Creating knowledge models of content is valuable, but only one side of the coin. We also need to create knowledge models for people as the consumers of content, to give a voice to their perspectives. But most importantly, we need to recognize that every person is a semantic generator; collectively, we are the ultimate meaning-making machines. How can we better devise solutions to put those billions of semantic generators to work on building the Semantic Web?
Notes
- Problems with content-first: The problems of scale in a production-centric model are well documented. Creating semantic representations for existing digital content is prohibitively expensive due to the amount of online content and the compounding effect in the volume of data needed to create machine-readable semantics. Further, there is a need to incorporate personal semantics, representing the interpretations and viewpoints of the consumers of the content that further complicates the problem. Lastly, as compared with the models, standards, and protocols that preceded it, the Semantic Web has placed a much higher barrier to entry on producers, a stark change from the very accessible WWW.

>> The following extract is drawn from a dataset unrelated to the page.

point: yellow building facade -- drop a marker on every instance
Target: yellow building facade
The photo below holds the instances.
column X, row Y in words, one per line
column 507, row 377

- Technical comparisons: While various technologies have an affinity with a consumer-first approach, they should not be confused as implementations of a consumer-first approach. For example, NLP may be used to transform a natural language statement into a formal, machine-readable structure. Under a content-first model, it may be used as a gateway into the exploration of existing knowledge models, while under a consumer-first model, it may be used in the creation of knowledge models. Similarly, tools such as ontology editors may be used by knowledge engineers or simplified for use by laypeople, depending on the overarching implementation strategy.
- User interactions: One of the key challenges of this consumer-first approach in the field of knowledge representation is that tactics are needed to manage the complexity of the activity. This is a key differentiator from existing Web 2.0-style approaches, in which consumers are collaborating directly and with full knowledge of the activity. Here, we must leverage implicit and indirect means to relate consumer activity to knowledge representation.
Tags: consumers, Data Web, personal semantics, Semantic Web, Semantics, software agents, synthesis, Thought networking, Web 2.0, Web 3.0





2 Responses to “Consumer-First to Build the Semantic Web”
November 2nd, 2009 at 6:59 pm
Thanks for this fantastic post! It is a breath of fresh air to read about an honest to goodness new idea in this space. I explored the idea of user-generated semantics for building the semantic web a little bit in grad school, but never considered this particular approach. I expect you will have many many imitators – starting with me
. One question. Do you have any plans for building/using aggregates of these consumer-created models? It seems that, once you get going, these are going to form a really interesting resource all by themselves. Thanks again, I’m excited.
November 4th, 2009 at 11:39 am
Benjamin, thanks for the feedback. We do have plans for building/using aggregates of these consumer-created models. I’ll try to provide more details here in a follow-on post.